We have confirmed that L. minor reacts to non-ionic detergents by way of change in the plant surface area. Moreover, we found that high applications of detergents decrease the growth of L. minor, regardless of the type of substance (both Brij 35 and Brij 58). This effect can be used in biomonitoring of water pollution.

Some differences were found between L. minor development patterns on treatment with different tested detergents. Brij 35 detergent had a very aggressive impact on the duckweed populations. A distinct lethal effect was found at concentrations above 640 mg dm−3, while concentrations of 412–509 mg dm−3 caused growth inhibition, and concentrations below 412 mg dm−3 were not toxic. Populations exposed to different concentrations of the detergent Brij 35 exhibited highly unstable growth (absence of homogeneity of variance).

Applications of Brij 58 were less toxic. Low applications of this detergent even showed a growth-stimulating effect. Concentrations of 393 and 590 mg dm−3 of Brij 58 produced statistically significant differences in biomass growth compared with the control. This was a stimulatory effect, which is confirmed by literature reports on the impact of detergents on eutrophication as a result of introducing biogenic elements to surface waters (Mazur et al., 2013). Applications of Brij 58 at a concentration of 1991 mg dm−3 reduced the growth rate of L. minor, exhibiting a toxic effect.

In our study, we have focused on L. minor, which is a widespread freshwater macrophyte that is advantageous for biomonitoring (Wang & Freemark, 1995). Brij applications have been widely used in toxicological experiments.
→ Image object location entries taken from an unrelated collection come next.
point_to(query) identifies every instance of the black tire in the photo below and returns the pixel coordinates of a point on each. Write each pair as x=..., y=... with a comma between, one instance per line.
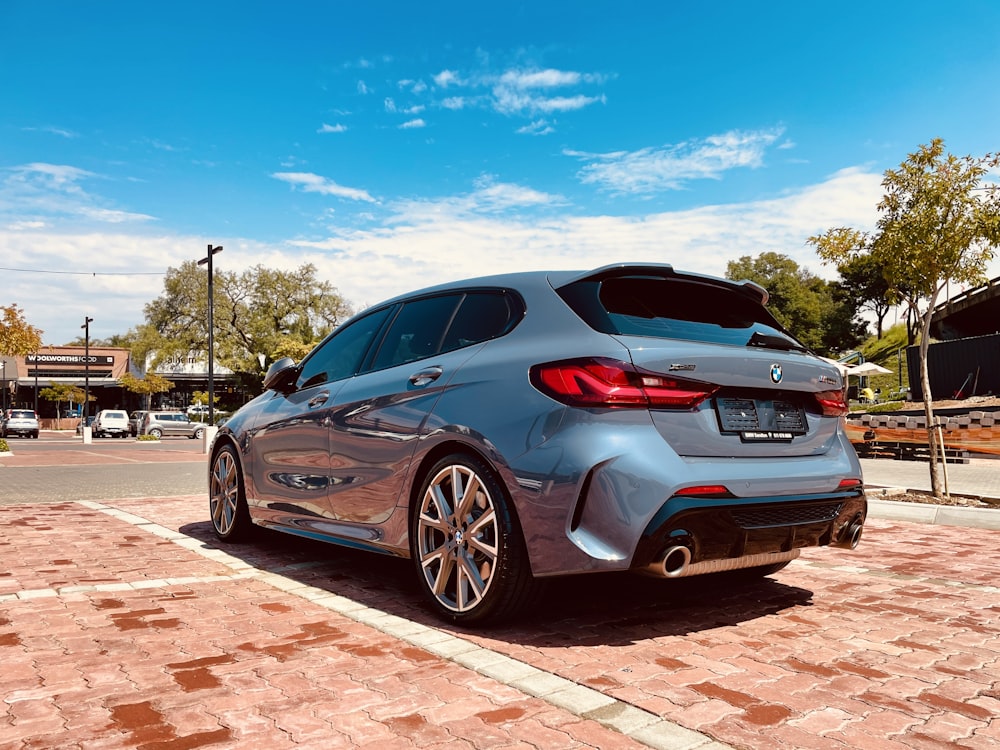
x=227, y=501
x=467, y=546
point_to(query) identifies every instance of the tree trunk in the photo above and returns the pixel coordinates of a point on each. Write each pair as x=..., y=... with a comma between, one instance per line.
x=937, y=450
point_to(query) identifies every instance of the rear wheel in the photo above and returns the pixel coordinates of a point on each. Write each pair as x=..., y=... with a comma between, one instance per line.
x=227, y=502
x=467, y=545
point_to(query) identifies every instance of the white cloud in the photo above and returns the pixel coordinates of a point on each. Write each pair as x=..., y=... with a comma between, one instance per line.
x=37, y=191
x=314, y=183
x=538, y=127
x=494, y=228
x=446, y=78
x=670, y=167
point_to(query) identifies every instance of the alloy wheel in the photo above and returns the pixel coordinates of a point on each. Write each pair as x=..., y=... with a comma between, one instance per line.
x=458, y=538
x=224, y=494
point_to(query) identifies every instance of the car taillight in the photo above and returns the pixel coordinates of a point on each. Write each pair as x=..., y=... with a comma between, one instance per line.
x=598, y=381
x=705, y=490
x=833, y=403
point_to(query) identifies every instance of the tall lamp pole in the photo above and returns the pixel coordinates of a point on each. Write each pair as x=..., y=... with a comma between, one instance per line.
x=86, y=367
x=211, y=332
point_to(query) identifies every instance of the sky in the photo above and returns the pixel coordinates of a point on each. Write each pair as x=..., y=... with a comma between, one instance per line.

Most toxicity tests for Brij detergents have been performed on higher organisms, but safety data sheets for chemical substances also require specification of acute toxicity for aquatic organisms (Noudeh et al., 2011; Williams et al., 2011; Beneito-Cambra et al., 2013; Li et al., 2013).

Our study showed the applicability of computer image analysis methods for toxicity bioassays with L. minor based on measuring the change in plant surface area. Moreover, the macro program analyses a series of images from a particular catalogue, and the data obtained are returned in a Microsoft Excel spreadsheet. This provides an extensive and comprehensive database that can be used in further statistical analyses of the investigated objects.

We have found that computer image analysis may provide important support in bioassays. Although the use of computer image analysis in water monitoring is currently gaining recognition, still few automated systems have been created and brought into use in biomonitoring (Streb et al., 2002; Akagi et al., 2014). The automated L. minor bioassay provides a new tool for assessment of the negative influence of aquatic toxicants. Present trends in aquatic ecotoxicology require toxicological assessment to be carried out with a wide range of bioassays (Garric et al., 1993; Zgorska et al., 2011; Forni et al., 2012; Testolin et al., 2012).


  1. 1.

    The growth rate of L. minor is affected by non-ionic detergents, as reflected by changes in the surface area.

  2. 2.

    A high concentration of detergents always reduced the growth of L. minor.

  3. 3.

    The morphometric reaction of L. minor to non-ionic detergents can be detected with the computer image analysis approach, using framework software and basic equipment.

  4. 4.

    The new L. minor bioassay with the application of computer image analysis for morphometric measurements of the plant surface area marks new standards for more objective and quantified assessment of the negative influence of toxins on bioindicators. The test can be used on an industrial scale for quality assessment of surface waters in biomonitoring.